YES, Long-Distance Amtrak Trains are Crowded!

Trip Report on the Southwest Chief and the Empire Builder
Commentary by Andrew C. Selden, MinnARP, Minneapolis

Recently I rode Los Angeles-Chicago on Amtrak’s Southwest Chief #4 over a weekend and it was jammed the entire way. There were two sleepers and just two coaches, which the crew—conductor and service crew alike—reported was a standard seasonal move only rarely supplanted with a single-trip appearance of a third coach. Thanks to there being only two coaches, there was only one coach attendant, who spent part of her day barking at passengers in the lounge car to pick up after themselves and throw all their trash away, evidently so that she wouldn’t have to pick up any of it, as she unilaterally closed the lounge car and evicted all the paying passengers at Mendota, 90 minutes out from Chicago; not just closing the service bar—the lounge guy did that—but closing the CAR. Amtrak has clearly lost control of the service environment on board their own trains.

The Southwest Chief diner was operated by a crew of four—two chefs and two waitresses, who worked their tails off to feed everyone, fortunately for the passengers who had paid thousands of dollars for the privilege of riding. That is not an exaggeration—the last bedrooms sold for the astonishing price of $1,478 on top of the rail fare, and roomettes were offered at an equally astonishing $661. And still #4 was full—literally every coach seat occupied for substantial parts of the trip, and the sleepers almost completely occupied. Amtrak, one suspects, chose not to operate a third sleeper or a third coach in order to avoid the costs associated with the incremental car attendants, an extra waiter, and the wheelage costs. Yet THIS is where the money is to be made in this business.

The Southwest Chief often misconnects even with the Kansas City-St. Louis train, and connections to St. Louis are not referenced in the timetable. We saw the Denver bus waiting at Raton. On several occasions, we saw BNSF dispatchers using their best efforts to expedite movement of the Southwest Chief, even at the cost of halting their own (numerous) doublestack trains. The best example was at Dalies Junction, west of Belen, NM, where the “new” Transcon diverges towards Belen and the old main heads northeast to Albuquerque. As our No. 4 approached on the southerly track at full track speed, we saw three eastbound stack trains stopped more or less on each other’s markers on the northerly track so we could cross over in front of them to the line to ABQ. At the junction, we saw two westbounds also stopped, waiting for us to pass. BNSF obviously cares about meeting their obligation to keep the passenger trains moving. By the end of the trip, we arrived at Chicago 25 minutes early, which says more about the timetable than it does Amtrak’s train operations.

So, here’s my question-of-the-day:
Why does the official Amtrak timecard for the Southwest Chief show every bus that comes near the route, and even the New Mexico RailRunner, but offers no mention, hint, or clue that one can connect at KC to and from the Missouri River Runner service to St.
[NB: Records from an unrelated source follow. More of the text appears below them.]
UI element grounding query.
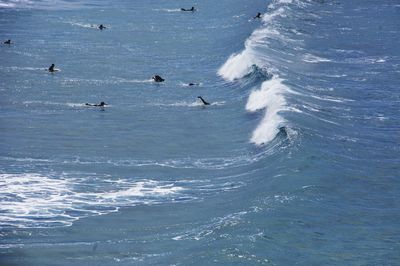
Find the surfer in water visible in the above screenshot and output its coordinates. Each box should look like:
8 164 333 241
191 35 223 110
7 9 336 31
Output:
181 6 196 12
197 96 210 105
85 102 108 107
152 75 165 82
253 12 261 19
49 64 56 72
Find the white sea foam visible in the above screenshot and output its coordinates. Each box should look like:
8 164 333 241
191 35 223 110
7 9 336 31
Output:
246 77 289 145
218 49 255 81
218 0 296 145
303 54 331 63
0 173 184 227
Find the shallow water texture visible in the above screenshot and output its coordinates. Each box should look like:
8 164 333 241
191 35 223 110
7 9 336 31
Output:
0 0 400 265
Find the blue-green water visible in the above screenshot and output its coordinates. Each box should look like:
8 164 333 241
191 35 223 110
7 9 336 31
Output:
0 0 400 265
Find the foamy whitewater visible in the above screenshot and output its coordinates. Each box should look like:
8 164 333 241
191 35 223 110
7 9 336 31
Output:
0 0 400 265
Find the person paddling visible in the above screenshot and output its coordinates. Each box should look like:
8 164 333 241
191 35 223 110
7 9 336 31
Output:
49 64 56 72
197 96 210 105
85 102 108 107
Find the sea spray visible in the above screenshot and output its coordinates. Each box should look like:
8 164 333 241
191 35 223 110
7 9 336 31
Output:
246 76 289 145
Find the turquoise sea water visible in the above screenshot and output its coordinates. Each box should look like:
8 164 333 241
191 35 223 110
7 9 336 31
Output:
0 0 400 265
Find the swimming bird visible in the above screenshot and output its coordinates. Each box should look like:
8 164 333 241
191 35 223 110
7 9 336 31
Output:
152 75 165 82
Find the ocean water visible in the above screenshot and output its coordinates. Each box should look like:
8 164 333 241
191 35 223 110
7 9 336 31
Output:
0 0 400 265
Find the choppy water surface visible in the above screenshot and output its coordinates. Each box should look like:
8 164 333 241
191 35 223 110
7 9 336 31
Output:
0 0 400 265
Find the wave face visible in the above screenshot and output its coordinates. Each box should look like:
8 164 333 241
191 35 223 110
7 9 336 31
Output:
0 0 400 265
218 1 300 145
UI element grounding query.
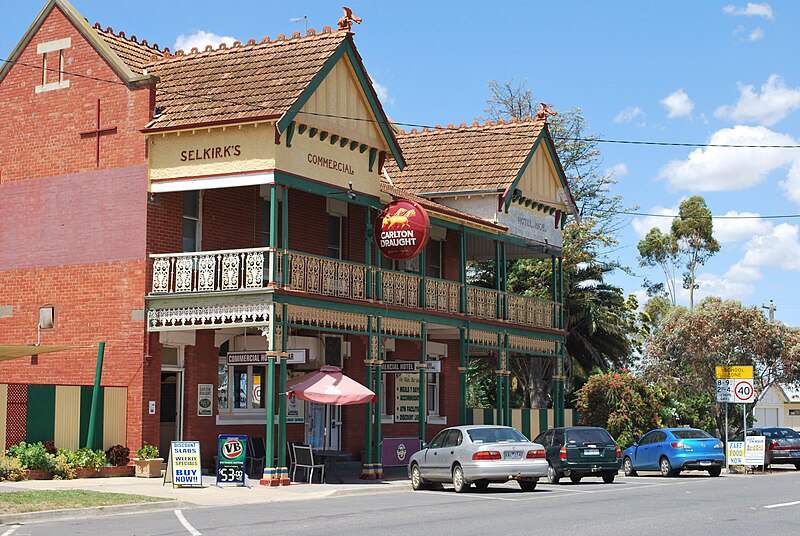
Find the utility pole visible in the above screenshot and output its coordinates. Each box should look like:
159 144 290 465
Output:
761 300 778 322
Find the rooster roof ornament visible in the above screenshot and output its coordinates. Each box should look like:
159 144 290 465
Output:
339 6 361 32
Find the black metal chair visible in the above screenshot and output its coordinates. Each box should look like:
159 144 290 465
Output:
292 445 325 484
245 437 267 480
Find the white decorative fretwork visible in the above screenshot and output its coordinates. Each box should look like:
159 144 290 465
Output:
147 303 270 329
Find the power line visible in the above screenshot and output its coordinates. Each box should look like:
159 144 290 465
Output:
0 58 800 149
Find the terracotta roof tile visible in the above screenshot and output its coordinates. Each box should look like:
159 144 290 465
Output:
142 27 349 128
93 22 161 74
386 120 544 194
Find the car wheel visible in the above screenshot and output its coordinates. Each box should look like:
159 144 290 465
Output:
453 465 469 493
411 463 428 491
547 463 561 484
658 456 675 476
622 458 636 476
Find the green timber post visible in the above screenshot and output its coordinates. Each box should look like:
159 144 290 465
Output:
372 317 383 479
494 240 503 318
86 342 106 449
458 230 467 313
503 333 511 426
458 328 469 424
359 314 378 479
277 303 291 486
364 207 374 302
281 186 289 280
418 248 428 309
417 322 428 442
494 333 505 425
269 184 278 286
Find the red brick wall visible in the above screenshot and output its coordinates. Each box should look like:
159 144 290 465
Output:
0 4 151 182
0 260 145 447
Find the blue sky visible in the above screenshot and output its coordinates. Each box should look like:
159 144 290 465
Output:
6 0 800 326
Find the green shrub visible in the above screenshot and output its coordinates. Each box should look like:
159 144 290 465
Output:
0 456 25 482
8 441 55 471
106 445 131 467
136 444 158 459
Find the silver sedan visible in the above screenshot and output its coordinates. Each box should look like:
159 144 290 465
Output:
408 425 547 493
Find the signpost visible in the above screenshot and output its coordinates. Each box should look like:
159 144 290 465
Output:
717 365 756 469
217 434 250 487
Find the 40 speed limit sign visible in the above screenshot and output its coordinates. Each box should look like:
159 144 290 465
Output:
733 379 756 402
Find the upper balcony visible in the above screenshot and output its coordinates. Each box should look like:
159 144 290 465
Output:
150 248 561 329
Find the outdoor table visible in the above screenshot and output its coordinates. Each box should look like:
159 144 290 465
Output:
314 450 353 484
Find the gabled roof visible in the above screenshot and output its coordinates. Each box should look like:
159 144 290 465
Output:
0 0 154 85
147 28 348 129
386 120 577 219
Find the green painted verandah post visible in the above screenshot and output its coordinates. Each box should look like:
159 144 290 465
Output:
277 303 291 486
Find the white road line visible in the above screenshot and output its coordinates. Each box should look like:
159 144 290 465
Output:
764 501 800 508
175 510 201 536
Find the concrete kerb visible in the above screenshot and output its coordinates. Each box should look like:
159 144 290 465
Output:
0 476 410 524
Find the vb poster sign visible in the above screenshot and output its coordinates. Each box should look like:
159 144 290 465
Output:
217 434 247 486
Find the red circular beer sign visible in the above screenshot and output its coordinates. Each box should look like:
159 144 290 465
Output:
375 199 431 261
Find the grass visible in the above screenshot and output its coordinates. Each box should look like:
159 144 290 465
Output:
0 490 171 514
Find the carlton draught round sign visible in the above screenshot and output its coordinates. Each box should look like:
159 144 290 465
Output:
375 199 431 261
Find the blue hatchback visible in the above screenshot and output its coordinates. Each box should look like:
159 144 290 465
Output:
622 428 725 476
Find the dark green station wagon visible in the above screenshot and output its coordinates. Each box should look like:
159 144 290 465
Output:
534 426 622 484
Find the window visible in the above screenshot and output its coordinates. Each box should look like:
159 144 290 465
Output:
428 240 442 279
183 191 202 251
36 37 72 93
328 214 342 259
425 366 439 415
217 356 266 413
261 199 270 248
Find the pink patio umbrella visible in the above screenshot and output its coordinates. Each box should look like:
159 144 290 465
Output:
287 365 376 448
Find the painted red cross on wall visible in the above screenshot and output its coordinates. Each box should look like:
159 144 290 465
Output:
80 99 117 167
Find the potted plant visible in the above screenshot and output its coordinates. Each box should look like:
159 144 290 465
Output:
133 444 164 478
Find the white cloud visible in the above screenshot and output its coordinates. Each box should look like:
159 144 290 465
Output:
722 2 774 20
660 89 694 117
614 106 644 123
747 26 764 42
603 162 628 179
714 210 772 244
175 30 236 52
372 80 394 106
740 223 800 272
714 74 800 126
657 125 797 192
631 205 678 238
780 160 800 204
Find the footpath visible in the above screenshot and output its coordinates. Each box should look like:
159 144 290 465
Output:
0 468 411 525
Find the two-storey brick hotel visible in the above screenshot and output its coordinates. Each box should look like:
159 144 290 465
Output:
0 0 577 483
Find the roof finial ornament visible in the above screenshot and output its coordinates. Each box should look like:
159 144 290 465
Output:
536 102 556 121
339 6 361 32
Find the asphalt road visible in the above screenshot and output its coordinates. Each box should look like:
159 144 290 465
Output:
0 470 800 536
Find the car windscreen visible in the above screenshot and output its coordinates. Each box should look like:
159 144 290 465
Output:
567 428 614 445
672 430 711 439
467 427 528 444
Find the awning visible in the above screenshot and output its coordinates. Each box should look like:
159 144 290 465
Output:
0 344 78 361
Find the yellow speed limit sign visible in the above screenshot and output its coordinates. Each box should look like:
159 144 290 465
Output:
717 365 753 380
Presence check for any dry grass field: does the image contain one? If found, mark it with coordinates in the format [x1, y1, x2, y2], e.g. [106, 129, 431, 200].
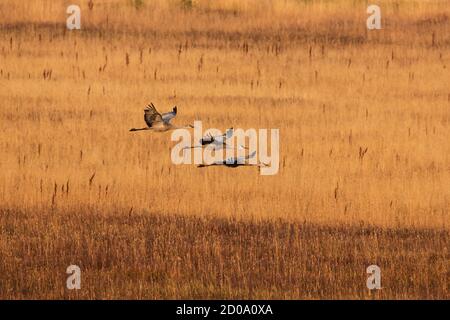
[0, 0, 450, 299]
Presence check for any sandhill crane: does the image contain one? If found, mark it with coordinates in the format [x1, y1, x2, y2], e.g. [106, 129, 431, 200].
[130, 103, 194, 132]
[197, 151, 267, 168]
[183, 128, 247, 150]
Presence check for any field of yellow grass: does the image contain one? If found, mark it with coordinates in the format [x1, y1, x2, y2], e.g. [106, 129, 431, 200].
[0, 0, 450, 299]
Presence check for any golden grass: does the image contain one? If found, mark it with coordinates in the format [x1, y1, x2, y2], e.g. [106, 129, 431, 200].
[0, 0, 450, 298]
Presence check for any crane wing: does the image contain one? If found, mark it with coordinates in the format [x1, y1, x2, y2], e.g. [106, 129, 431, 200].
[144, 103, 163, 127]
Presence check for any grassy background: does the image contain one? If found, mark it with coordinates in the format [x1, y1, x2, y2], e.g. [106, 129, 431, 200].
[0, 0, 450, 298]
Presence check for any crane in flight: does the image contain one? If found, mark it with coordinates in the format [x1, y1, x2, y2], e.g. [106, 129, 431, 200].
[183, 128, 248, 150]
[130, 103, 194, 132]
[197, 151, 267, 168]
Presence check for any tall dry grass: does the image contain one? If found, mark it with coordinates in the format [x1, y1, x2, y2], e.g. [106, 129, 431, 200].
[0, 0, 450, 298]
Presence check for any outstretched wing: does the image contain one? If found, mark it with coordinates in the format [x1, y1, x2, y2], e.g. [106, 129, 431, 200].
[162, 106, 177, 123]
[144, 103, 163, 127]
[236, 150, 256, 163]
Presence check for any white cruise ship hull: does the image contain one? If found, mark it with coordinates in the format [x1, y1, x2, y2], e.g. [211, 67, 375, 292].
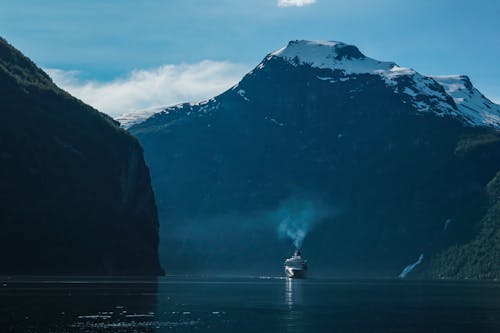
[285, 267, 306, 279]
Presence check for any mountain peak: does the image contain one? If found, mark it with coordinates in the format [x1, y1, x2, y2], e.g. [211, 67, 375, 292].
[266, 40, 396, 74]
[272, 40, 366, 61]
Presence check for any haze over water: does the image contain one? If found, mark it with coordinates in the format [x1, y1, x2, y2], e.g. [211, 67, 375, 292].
[0, 277, 500, 333]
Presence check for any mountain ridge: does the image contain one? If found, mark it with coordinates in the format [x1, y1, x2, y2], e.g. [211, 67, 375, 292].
[116, 40, 500, 128]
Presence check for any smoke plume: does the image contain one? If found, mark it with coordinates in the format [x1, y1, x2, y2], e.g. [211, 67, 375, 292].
[273, 195, 333, 248]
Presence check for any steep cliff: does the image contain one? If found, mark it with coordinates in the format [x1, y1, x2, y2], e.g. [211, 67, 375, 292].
[0, 39, 162, 275]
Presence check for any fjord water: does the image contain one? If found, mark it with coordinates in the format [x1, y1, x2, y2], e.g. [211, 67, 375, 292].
[0, 277, 500, 333]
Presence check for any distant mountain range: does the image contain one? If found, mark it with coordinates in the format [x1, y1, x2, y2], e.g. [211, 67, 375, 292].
[0, 38, 162, 275]
[123, 41, 500, 279]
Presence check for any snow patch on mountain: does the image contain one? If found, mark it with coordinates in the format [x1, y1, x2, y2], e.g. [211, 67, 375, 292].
[433, 75, 500, 128]
[115, 107, 166, 129]
[272, 40, 500, 128]
[117, 40, 500, 129]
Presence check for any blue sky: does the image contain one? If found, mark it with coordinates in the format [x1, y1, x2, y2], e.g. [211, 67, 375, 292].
[0, 0, 500, 114]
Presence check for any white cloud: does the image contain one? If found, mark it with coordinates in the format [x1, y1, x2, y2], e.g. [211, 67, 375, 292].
[46, 60, 249, 117]
[278, 0, 316, 7]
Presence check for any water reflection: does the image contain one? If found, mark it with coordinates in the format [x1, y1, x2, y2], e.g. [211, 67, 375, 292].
[285, 278, 304, 332]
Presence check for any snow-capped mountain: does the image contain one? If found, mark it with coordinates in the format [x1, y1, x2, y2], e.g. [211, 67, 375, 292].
[117, 40, 500, 128]
[125, 41, 500, 277]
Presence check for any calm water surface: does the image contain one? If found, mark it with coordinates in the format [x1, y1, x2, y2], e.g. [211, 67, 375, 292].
[0, 277, 500, 333]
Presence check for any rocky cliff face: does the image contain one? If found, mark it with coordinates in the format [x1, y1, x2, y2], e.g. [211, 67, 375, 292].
[0, 39, 162, 275]
[127, 41, 500, 277]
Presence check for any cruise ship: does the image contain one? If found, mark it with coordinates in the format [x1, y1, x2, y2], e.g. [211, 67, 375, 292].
[285, 249, 307, 279]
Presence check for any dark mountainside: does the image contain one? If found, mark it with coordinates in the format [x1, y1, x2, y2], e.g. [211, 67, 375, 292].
[130, 42, 500, 279]
[0, 39, 162, 275]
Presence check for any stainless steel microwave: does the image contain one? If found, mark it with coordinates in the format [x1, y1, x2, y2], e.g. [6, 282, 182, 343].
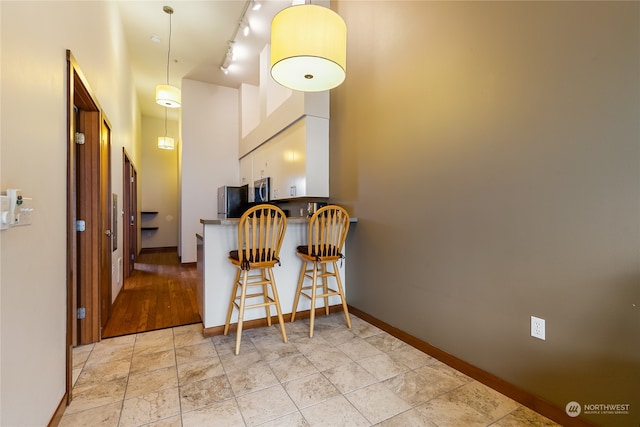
[253, 177, 271, 203]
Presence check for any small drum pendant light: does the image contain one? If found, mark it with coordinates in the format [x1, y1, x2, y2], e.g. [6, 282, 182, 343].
[158, 136, 176, 150]
[156, 6, 182, 108]
[271, 4, 347, 92]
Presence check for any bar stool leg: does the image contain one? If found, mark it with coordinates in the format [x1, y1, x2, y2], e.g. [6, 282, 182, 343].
[236, 270, 249, 356]
[309, 262, 318, 338]
[260, 268, 273, 326]
[291, 260, 307, 322]
[322, 263, 329, 316]
[222, 268, 240, 335]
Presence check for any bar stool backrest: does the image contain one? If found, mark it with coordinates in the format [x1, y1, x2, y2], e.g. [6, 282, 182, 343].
[238, 204, 287, 270]
[307, 205, 349, 262]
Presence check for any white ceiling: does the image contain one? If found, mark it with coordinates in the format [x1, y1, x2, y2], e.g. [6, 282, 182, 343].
[118, 0, 291, 120]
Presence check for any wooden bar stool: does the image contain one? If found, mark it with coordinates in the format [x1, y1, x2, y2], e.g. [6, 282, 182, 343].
[291, 205, 351, 337]
[224, 204, 287, 355]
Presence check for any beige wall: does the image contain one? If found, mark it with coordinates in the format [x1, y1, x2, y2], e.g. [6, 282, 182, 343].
[139, 117, 180, 248]
[0, 1, 140, 426]
[179, 79, 240, 263]
[330, 1, 640, 426]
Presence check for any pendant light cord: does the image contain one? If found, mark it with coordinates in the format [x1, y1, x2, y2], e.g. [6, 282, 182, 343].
[162, 6, 173, 85]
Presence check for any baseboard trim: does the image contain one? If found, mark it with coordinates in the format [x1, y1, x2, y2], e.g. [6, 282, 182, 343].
[47, 393, 69, 427]
[202, 304, 342, 338]
[348, 305, 594, 427]
[140, 246, 178, 255]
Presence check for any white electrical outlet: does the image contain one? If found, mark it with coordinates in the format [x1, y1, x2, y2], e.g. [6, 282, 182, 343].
[531, 316, 545, 341]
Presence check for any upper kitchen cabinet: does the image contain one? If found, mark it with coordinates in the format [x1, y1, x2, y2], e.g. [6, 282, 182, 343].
[270, 116, 329, 200]
[240, 116, 329, 200]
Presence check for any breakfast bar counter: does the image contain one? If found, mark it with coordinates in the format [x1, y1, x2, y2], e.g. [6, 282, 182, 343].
[197, 217, 357, 333]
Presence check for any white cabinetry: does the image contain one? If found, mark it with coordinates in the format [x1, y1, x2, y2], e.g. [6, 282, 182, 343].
[240, 153, 253, 187]
[248, 116, 329, 200]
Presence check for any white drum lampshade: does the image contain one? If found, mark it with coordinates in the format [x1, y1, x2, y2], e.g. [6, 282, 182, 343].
[158, 136, 176, 150]
[156, 85, 182, 108]
[271, 4, 347, 92]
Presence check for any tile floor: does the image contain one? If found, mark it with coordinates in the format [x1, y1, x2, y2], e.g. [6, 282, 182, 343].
[60, 313, 556, 427]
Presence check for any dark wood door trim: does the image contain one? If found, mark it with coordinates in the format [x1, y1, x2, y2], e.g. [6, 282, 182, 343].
[122, 147, 138, 283]
[98, 118, 116, 333]
[65, 50, 111, 404]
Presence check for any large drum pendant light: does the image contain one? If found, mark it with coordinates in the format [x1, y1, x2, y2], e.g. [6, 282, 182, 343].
[156, 6, 182, 108]
[271, 4, 347, 92]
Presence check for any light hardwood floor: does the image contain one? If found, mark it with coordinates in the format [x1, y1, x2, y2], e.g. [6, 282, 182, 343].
[102, 250, 200, 338]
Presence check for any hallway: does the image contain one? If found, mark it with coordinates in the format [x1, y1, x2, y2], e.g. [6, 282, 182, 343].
[102, 248, 200, 338]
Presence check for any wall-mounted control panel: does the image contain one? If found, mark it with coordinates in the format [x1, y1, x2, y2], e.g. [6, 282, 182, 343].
[0, 189, 33, 230]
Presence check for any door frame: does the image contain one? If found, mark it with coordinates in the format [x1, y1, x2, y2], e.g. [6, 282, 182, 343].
[66, 50, 112, 404]
[122, 147, 138, 279]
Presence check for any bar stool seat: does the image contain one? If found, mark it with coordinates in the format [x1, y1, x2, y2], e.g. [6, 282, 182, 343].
[291, 205, 351, 337]
[223, 204, 287, 355]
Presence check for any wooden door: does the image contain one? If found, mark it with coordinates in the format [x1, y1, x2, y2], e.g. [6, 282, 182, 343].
[122, 152, 138, 277]
[99, 118, 117, 328]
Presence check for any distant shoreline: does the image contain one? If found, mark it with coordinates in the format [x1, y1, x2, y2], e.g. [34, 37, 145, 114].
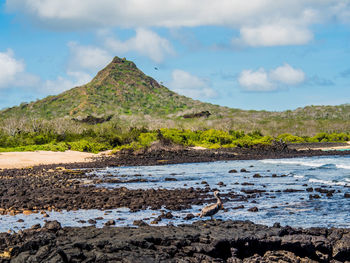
[0, 142, 350, 169]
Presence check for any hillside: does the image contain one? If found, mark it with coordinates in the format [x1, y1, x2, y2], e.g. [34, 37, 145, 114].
[0, 57, 350, 135]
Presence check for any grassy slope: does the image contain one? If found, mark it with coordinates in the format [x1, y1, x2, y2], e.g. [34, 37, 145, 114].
[0, 57, 350, 135]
Louis, and it’s even a legal connection both ways as far as I can tell? And, for extra credit, why does the bus to Denver connect at Raton instead of Trinidad?

The Empire Builder is not what it was even four years ago. Crews have been downsized even more, especially the practice of short-turning one diner waiter from train #8 to #7 in Wisconsin (with 8 always late, it goes short a waiter during lunch on its last day into Chicago, and 7 is short a waiter during dinner coming west out of Milwaukee). The use of a summer-season “upstairs guy” in the lounge car Chicago-Whitefish was discontinued. That position didn’t do enough sales to be worth the cost, and they never figured out how to have the upstairs attendant spell the downstairs one for breaks to keep the car always open due to cash-handling responsibilities. The dedicated assignment of the newest cars to Route 25 is now only a theory, not a practice. Food quality is inconsistent. Seattle-based crews are still the norm, but quality still varies noticeably. And timekeeping is really bad not always Amtrak’s fault, of course, with track issues in North Dakota, and the occasional BNSF wreck in single-track, no-detour route, territory. So, is the Empire Builder worth the premium fare? Just barely, and not anywhere as much as it was a few years ago.

On the plus side: the mid-day sleeper passenger wine-tasting during the middle day in Montana is a huge success. Everyone loves that, even the sleeper attendants who staff it. The new business at Williston and Stanley, ND is a mixed blessing, as these are mostly oilfield roughnecks who fill otherwise empty coach seats, but have caused management issues for the crews as they are not always the best-behaved passengers on the train. And, the Empire Builder has NO additional capacity in sleepers where the money is to be made, and have had only the seasonal Chicago-Minneapolis local coach, train #807/808, which is quite helpful as far as it goes, but it doesn’t go far enough west to help with the new crowding in North Dakota.